Em “O duplo” (1846), Fiódor Dostoievsky narra os tormentos de Golyadkin, um funcionário público de baixa extração, sem chances de ascensão social, que se depara com seu duplo exato, inclusive com o mesmo nome. A narrativa é feita principalmente através dos pensamentos e falas do protagonista, cujas hesitações não permitem que saibamos se o duplo existe, ou se é fruto de sua imaginação. Quando dialoga com outros personagens, seus interlocutores ora confirmam, ora colocam em dúvida a existência do sósia. Às vezes, a existência do outro é reafirmada, mas a semelhança entre ambos, não. É impossível saber se o “herói” está enlouquecendo, ou se há, de fato, uma conspiração contra ele, comandada por sua réplica.
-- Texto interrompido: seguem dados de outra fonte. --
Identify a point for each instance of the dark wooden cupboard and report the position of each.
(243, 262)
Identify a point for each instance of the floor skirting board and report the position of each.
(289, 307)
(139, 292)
Solitário, o pobre burocrata está sempre preocupado em se comportar de acordo com as convenções sociais que estruturam uma sociedade hierarquizada e rígida. Capaz de simular ser alguém de status mais elevado do que realmente possui, não tarda em se arrepender e se defender com constantes declarações de que não usa “máscaras”. Inicialmente, vê em seu “doppelgånger”, um amigo, alguém com quem se aliar para escalar profissional e socialmente. Logo, entretanto, Golyadkin segundo passa a conspirar contra o primeiro, aproveitando-se de recursos sociais que a ele faltam. Conforme a trama vai ganhado ares de conspiração, o Golyadkin original vai se tornando cada vez mais inseguro sobre a própria identidade, incapaz de separar delírio e realidade. Ao leitor, também, torna-se impossível separar, na trama, fato e ilusão. A cada página, a leitura se faz simultaneamente desconfortável e envolvente, seduzidos que somos pelo desejo de entender quem é quem em meio a uma ação que segue frenética e ominosa.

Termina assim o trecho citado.